Nonetheless, they highlight the likelihood of renewed demand in the secondary market bolstered by the surplus inflows expected into the financial system next week.

Proceedings in the FGN bond secondary market were mixed during the week under review, underpinned by investors who sought to take advantage of the attractive yield on the MAR-2025 bond amid sell-offs due to expectations of higher yields after next week’s MPC meeting.

Subsequently, the average yield pared by 3bps to 19.4 percent. Across the benchmark curve, the average yield declined at the short (-43bps) end, following demand for the MAR-2025 (-210bps) bond, while it expanded at the mid (+22bps) segment, driven by sell-offs of the FEB-2031 (+64bps) bond.

“The average yield was unchanged at the long end. At Monday’s PMA, the DMO offered instruments worth NGN120.00 billion to investors through re-openings of the 19.30% FGN APR 2029 (Bid-to-offer: 1.3x; Stop rate: 21.00%) and 18.50% FGN FEB 2031 (Bid-to-offer: 4.9x; Stop rate: 22.00%).
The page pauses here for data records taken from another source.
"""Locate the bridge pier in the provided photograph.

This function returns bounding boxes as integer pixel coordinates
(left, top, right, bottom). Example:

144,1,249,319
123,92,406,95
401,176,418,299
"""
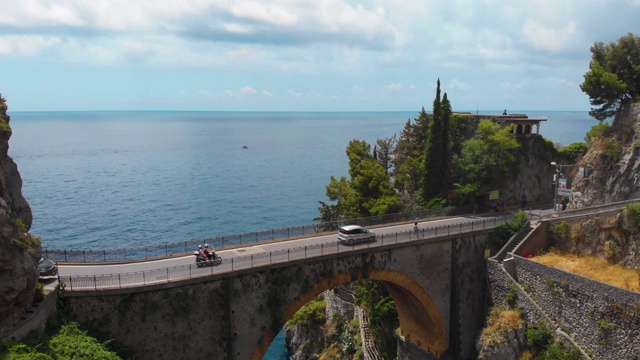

The total subscription level settled at NGN369.59 billion (previous: NGN389.24 billion), with a bid-to-offer ratio of 3.1x (previous: 2.2x). “

Eventually, the DMO allotted instruments worth NGN346.16 billion across the two tenors, resulting in a bid-to-cover ratio of 1.0x.

Financial analysts at Cordros Securities say they expect market participants to take cues from the decision of the monetary policy authority next week.

Meanwhile, they maintain their short-term expectation of yields remaining elevated consequent to anticipated monetary policy administration globally and domestically and sustained imbalance in the demand and supply dynamics.